Despite my best efforts to block out what is happening in Syria, the situation cries out for a response. And I just don’t see an answer. Oh, that I could emphatically say we should intervene militarily or absolutely we should not. But I can’t. Every scenario I can envision ends with devastation and years of enmity and continued conflict.
In scenario one, things just keep going the way they are. No one intervenes and the combatants continue down this path of mutual destruction. Finally, either the ‘opposition’ wins and new fighting begins between the factions who have vastly different views of what the ‘new’ Syria would be. Or, Bashar al-Assad manages to hold on and the subsequent political, social and religious repression guarantees continued suffering and almost inevitably a new civil war in the future.
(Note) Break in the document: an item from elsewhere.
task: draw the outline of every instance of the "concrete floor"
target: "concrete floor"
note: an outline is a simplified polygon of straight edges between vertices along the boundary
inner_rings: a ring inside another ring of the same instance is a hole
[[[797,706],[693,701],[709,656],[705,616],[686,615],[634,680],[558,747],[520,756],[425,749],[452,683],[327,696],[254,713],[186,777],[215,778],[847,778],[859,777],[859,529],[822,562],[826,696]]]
Ok, so maybe the U.S. (and/or her European allies) step up to the plate. They provide material, air support and eventually even troops. Once the commitment is made, I doubt that al-Assad could survive. But now with the U.S. and/or other countries will be vested in who ends up running the country. And attempts to facilitate that outcome have proven singularly unproductive (see: Iraq, Afghanistan, etc.)
Well, what about intervention by a more ‘international’ coalition that includes neighbors and interested states around the world? In a perfect world, that might have a chance of isolating whatever support Bashar al-Assad has and ending the current conflict most quickly. And if (a major IF) all coalition members then stuck to an agreement to back off once the fighting stops and an international peace keeping force could be put in place until such time as the local factions hammered out a power sharing arrangement, there might be hope for Syrians to begin to rebuild. But this isn’t a perfect world.
So, what happens in the end? Whoever wins celebrates a Pyrrhic victory and takes control of a country that is physically, economically, politically and socially all but dead. Religious and ethnic differences will have hardened into intractable enmities. Refugees will continue to pour into neighboring countries, causing economic and political destabilization to spread.
Syria has survived millennia and will probably survive this disaster too. The crumbled pieces of Bashar al-Assad’s empire will be added to those of the Romans, the Crusaders, the French and all the others Syria has seen come and go. But as in many other things, modern man will make this destruction more efficient and complete and more of Syria’s past is likely to disappear along with its future.
So what do I think should happen? I’m afraid that right now my best option is to hope for some divine or extraterrestrial intervention. Because the Syria and the Syrians I fell in love with when I visited just three years ago deserve so much more than to be drowned in a sea of blood.